Das alles sollte von großem Interesse für uns sein und unsere ganze Aufmerksamkeit beanspruchen; denn es handelt sich um die Zukunft Israels und das Kommen Christi. Aber das Buch Maleachi hat, wie wir im Verlauf der Betrachtung sehen werden, für uns auch noch eine unmittelbare und wichtige Bedeutung, wenn wir es auf den gegenwärtigen Zustand der Christenheit im Hinblick auf die zweite Ankunft des Herrn anwenden. Damit will ich nicht sagen, dass Maleachi in irgend einer Weise auf diesen Gegenstand anspielt. Der ganze Zeitabschnitt der Versammlung und die Geschichte der Christenheit sind dem Neuen Testament und seinen Propheten vorbehalten, während das Alte Testament sie mit völligem Schweigen übergeht. Aber vergessen wir nicht, dass die Geschichte Israels für den Christen praktische Belehrungen enthält, die er unbedingt beherzigen sollte. Denn „alle diese Dinge widerfuhren jenen als Vorbilder und sind geschrieben worden zu unserer Ermahnung, auf welche das Ende der Zeitalter gekommen ist“ (1. Kor 10,11).

Wir werden also im Verlauf dieser Betrachtung einerseits den Zustand Israels in Bezug auf die erste Ankunft Christi zu untersuchen haben, andererseits den der Christenheit im Hinblick auf Sein zweites Kommen wenn Er die Seinen vom Himmel her zu Sich versammeln wird. Dieser Gegenstand wird uns um so mehr berühren, wenn wir sehen, dass sich Maleachi fast ausschließlich darauf beschränkt. Im Unterschied zu anderen Propheten sagt er nicht ein Wort über die Verwerfung Christi und Seine sühnenden Leiden. Er kündigt Sein Kommen an; und wer kann dieses ertragen, wenn der Messias nicht ein zubereitetes Volk vorfindet?
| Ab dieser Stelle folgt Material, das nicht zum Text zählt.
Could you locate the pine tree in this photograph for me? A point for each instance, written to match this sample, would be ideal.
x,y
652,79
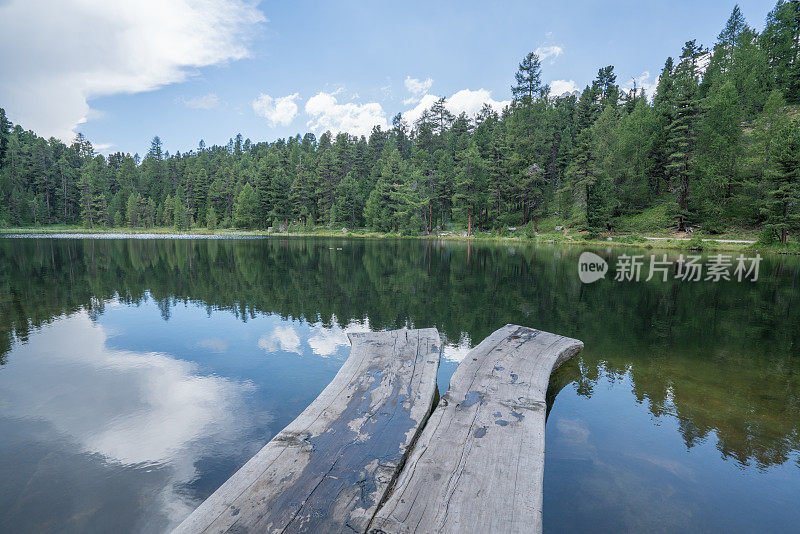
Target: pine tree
x,y
245,210
721,146
211,218
681,137
528,78
781,42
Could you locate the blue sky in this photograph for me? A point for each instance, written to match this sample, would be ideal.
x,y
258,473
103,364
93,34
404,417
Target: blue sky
x,y
121,72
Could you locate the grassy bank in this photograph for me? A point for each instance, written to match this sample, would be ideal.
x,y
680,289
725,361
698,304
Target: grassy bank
x,y
654,240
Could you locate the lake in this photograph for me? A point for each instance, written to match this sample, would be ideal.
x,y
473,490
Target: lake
x,y
136,375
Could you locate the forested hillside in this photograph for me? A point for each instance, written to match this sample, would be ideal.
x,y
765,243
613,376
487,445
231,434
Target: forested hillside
x,y
717,145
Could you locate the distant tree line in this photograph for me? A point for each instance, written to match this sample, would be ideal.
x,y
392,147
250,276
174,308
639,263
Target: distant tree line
x,y
717,145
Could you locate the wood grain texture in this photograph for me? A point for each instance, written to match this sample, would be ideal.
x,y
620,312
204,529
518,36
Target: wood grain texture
x,y
478,464
329,469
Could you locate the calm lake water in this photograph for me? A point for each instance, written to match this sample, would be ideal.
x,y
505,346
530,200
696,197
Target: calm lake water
x,y
136,375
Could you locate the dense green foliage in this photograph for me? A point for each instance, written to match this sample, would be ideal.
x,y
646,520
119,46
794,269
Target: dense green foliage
x,y
716,146
705,351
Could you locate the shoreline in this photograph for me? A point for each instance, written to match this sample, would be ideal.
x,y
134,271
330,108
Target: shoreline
x,y
699,243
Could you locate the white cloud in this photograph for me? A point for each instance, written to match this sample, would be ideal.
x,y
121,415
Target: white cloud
x,y
131,408
326,341
213,344
281,338
209,101
552,51
57,56
356,119
559,87
281,110
465,100
417,88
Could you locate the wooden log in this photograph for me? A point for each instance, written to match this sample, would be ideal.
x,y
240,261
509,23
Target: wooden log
x,y
329,469
479,463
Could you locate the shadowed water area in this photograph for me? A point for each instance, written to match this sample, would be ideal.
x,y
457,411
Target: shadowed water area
x,y
136,375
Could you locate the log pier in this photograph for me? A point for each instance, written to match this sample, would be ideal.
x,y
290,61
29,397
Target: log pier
x,y
369,456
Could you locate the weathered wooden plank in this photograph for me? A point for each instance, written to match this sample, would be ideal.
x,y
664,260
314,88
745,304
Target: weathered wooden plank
x,y
478,464
328,470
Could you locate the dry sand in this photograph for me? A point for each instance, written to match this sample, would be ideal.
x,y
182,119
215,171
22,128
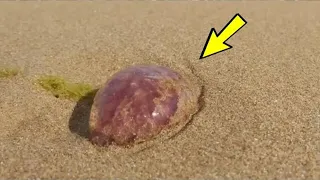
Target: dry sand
x,y
262,101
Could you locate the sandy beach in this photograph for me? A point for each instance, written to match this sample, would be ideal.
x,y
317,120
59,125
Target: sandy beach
x,y
261,102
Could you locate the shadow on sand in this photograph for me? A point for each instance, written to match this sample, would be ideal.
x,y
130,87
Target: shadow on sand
x,y
79,120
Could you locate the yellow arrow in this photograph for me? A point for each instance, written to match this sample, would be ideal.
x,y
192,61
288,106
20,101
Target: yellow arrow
x,y
217,42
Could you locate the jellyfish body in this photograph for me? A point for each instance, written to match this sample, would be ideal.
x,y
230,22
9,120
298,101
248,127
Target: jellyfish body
x,y
138,103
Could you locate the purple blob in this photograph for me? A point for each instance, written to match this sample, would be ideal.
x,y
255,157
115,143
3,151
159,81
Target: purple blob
x,y
136,103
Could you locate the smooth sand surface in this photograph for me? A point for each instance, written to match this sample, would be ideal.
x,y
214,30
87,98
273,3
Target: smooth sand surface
x,y
261,113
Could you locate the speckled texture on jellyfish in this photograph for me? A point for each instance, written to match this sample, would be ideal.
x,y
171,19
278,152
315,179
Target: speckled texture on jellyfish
x,y
140,102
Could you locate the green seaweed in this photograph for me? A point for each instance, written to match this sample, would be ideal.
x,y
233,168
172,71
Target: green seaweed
x,y
60,88
7,73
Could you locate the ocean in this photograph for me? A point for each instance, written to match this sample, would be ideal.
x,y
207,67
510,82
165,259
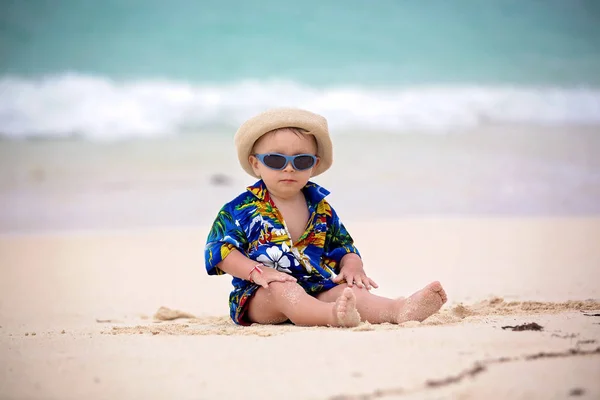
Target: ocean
x,y
122,69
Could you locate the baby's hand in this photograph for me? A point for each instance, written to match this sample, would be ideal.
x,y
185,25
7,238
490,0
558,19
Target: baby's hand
x,y
354,274
269,275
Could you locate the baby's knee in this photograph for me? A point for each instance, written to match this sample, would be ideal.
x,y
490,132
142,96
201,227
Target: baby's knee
x,y
284,287
359,292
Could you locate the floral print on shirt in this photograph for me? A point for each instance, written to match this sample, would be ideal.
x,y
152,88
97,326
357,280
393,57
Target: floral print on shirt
x,y
252,224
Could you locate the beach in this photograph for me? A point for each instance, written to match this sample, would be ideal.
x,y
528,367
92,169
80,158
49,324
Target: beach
x,y
466,139
101,249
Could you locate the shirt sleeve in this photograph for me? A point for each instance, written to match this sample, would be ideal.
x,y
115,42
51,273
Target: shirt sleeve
x,y
224,236
338,242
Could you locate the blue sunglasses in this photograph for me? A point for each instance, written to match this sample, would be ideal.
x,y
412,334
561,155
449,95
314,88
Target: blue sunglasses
x,y
276,161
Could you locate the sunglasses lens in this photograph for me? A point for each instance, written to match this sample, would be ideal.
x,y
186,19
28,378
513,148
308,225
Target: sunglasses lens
x,y
274,161
303,162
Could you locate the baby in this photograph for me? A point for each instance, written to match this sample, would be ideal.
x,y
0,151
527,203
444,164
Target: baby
x,y
290,256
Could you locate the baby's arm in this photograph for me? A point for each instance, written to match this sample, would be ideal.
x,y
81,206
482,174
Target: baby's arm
x,y
242,267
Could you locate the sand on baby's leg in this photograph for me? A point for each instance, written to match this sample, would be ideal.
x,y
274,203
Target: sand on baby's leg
x,y
288,300
376,309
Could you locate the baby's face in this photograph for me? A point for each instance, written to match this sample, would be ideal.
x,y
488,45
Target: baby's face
x,y
287,182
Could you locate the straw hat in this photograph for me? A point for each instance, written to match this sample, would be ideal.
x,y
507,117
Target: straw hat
x,y
277,118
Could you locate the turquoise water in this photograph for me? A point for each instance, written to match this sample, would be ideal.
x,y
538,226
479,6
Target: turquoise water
x,y
146,68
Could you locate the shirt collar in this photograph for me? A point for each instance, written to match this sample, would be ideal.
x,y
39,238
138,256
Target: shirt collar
x,y
313,192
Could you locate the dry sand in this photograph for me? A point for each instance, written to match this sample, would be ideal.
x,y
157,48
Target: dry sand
x,y
81,317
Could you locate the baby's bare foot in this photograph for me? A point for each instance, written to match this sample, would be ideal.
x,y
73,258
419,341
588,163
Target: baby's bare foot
x,y
421,304
345,313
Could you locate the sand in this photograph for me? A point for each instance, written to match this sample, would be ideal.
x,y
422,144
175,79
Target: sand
x,y
132,314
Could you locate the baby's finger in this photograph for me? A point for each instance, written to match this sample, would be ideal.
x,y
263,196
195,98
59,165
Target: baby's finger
x,y
263,283
375,285
359,281
349,280
367,282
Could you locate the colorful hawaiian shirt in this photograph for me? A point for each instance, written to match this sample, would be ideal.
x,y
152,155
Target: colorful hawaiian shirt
x,y
252,224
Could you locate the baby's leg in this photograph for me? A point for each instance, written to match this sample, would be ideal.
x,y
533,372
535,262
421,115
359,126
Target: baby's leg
x,y
287,300
376,309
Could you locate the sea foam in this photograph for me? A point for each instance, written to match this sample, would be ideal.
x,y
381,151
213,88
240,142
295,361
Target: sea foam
x,y
99,108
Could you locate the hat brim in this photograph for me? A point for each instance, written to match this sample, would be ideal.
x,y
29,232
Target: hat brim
x,y
278,118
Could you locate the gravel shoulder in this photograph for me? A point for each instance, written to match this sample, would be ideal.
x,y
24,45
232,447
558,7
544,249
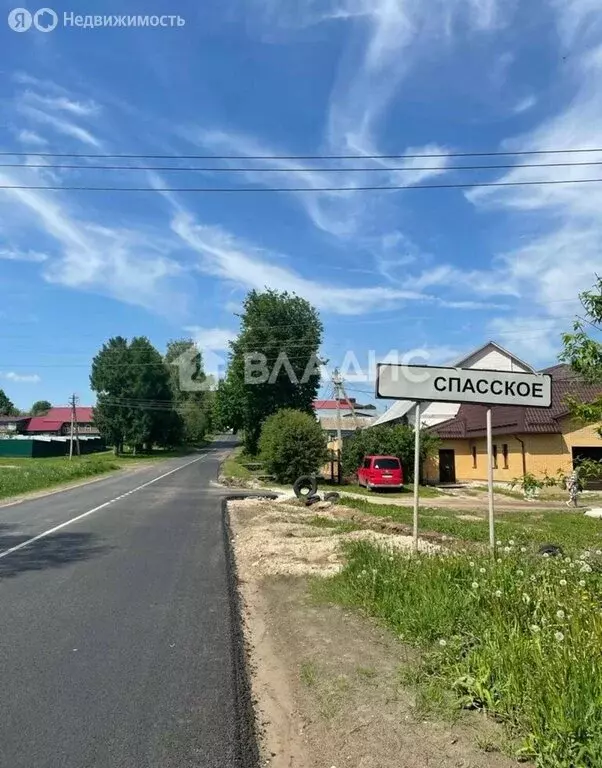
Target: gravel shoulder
x,y
328,682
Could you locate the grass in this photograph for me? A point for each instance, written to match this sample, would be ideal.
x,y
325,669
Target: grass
x,y
424,491
23,475
519,637
18,476
571,530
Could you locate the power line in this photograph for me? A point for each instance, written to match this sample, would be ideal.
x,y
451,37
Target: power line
x,y
373,169
212,190
408,156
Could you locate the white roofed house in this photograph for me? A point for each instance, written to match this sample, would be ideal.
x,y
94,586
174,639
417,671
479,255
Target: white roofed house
x,y
490,356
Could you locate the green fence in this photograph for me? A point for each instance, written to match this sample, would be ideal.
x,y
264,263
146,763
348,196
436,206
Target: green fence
x,y
39,449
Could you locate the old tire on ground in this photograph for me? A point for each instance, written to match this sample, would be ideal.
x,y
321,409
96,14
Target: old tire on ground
x,y
312,499
305,483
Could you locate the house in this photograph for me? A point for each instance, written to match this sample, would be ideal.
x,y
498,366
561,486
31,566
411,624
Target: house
x,y
538,441
352,415
490,356
58,422
12,425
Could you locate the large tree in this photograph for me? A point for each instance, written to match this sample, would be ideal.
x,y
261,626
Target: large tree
x,y
583,351
274,361
7,408
134,399
190,388
40,407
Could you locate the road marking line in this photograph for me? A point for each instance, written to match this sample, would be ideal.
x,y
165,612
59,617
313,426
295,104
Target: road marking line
x,y
96,509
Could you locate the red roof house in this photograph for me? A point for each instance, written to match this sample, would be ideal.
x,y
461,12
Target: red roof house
x,y
58,422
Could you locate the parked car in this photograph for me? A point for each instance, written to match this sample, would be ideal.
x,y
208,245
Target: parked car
x,y
380,472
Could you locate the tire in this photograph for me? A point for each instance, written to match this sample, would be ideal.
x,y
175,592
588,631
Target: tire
x,y
307,483
312,499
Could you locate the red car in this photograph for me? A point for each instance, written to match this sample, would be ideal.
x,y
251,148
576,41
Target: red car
x,y
380,472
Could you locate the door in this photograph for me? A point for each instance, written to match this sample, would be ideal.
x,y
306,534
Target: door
x,y
447,466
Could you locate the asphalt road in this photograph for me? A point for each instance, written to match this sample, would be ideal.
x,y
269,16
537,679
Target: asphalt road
x,y
116,641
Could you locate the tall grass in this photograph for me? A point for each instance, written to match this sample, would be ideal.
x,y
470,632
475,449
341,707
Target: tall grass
x,y
519,637
36,474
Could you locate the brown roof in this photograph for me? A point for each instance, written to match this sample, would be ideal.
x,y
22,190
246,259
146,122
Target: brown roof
x,y
470,420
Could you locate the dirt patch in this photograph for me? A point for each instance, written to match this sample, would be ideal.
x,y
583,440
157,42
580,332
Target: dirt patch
x,y
276,539
328,683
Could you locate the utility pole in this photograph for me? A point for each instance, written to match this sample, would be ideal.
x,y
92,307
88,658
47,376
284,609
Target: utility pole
x,y
74,432
338,386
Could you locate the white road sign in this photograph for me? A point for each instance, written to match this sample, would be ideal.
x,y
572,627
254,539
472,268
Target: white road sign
x,y
462,385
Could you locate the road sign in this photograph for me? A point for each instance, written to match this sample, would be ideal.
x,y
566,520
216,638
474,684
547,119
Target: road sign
x,y
462,385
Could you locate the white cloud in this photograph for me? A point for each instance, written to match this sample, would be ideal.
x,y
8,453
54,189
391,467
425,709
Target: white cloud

Der Überrest Judas war von vornherein auf diesen Empfang vorbereitet worden. Die Gnade Gottes hatte diesen Stamm aus Babel heraufgeführt. Er wäre der wahre Überrest gewesen, wenn sein Herz verändert worden wäre Dazu ruft ihn Johannes der Täufer in eindringlicher Weise durch die Taufe der Buße auf. Die große Mehrheit des Volkes bleibt jedoch unter der Leitung seiner Obersten taub gegenüber der Sendung des größten der Propheten. Nur wenige hören auf ihn und nehmen den Messias auf, der in ihre Mitte kommt. Damit werden sie zu dem Kern des Überrestes, an den sich später das prophetische Israel wieder anschließen wird. Nach der Auferstehung des Herrn bilden dieselben Jünger zwar auch den Anfang der Versammlung; aber das beeinträchtigt in keiner Weise die Tatsache, dass sie als jüdische Jünger, die den Messias aufgenommen haben, das erste Glied der Kette bilden, an die sich der jüdische Überrest am Ende anschließen wird. Die Versammlung ist nur ein himmlischer Einschub zwischen dem ersten Kommen des jüdischen Messias auf die Erde und Seiner Erscheinung in Herrlichkeit, wenn Er Seine Herrschaft über Israel und die ganze Welt antreten wird.

Uns stellt sich also zunächst die folgende Frage: In welchem sittlichen Zustand befand sich das aus Babel heraufgezogene Volk, um das erste Kommen Christi zu erwarten? In welchem sittlichen Zustand befindet sich heute die Christenheit, um Sein zweites Kommen zu erwarten?

1) Das Buch Esther datiert aus einer Zeit vor Nehemia.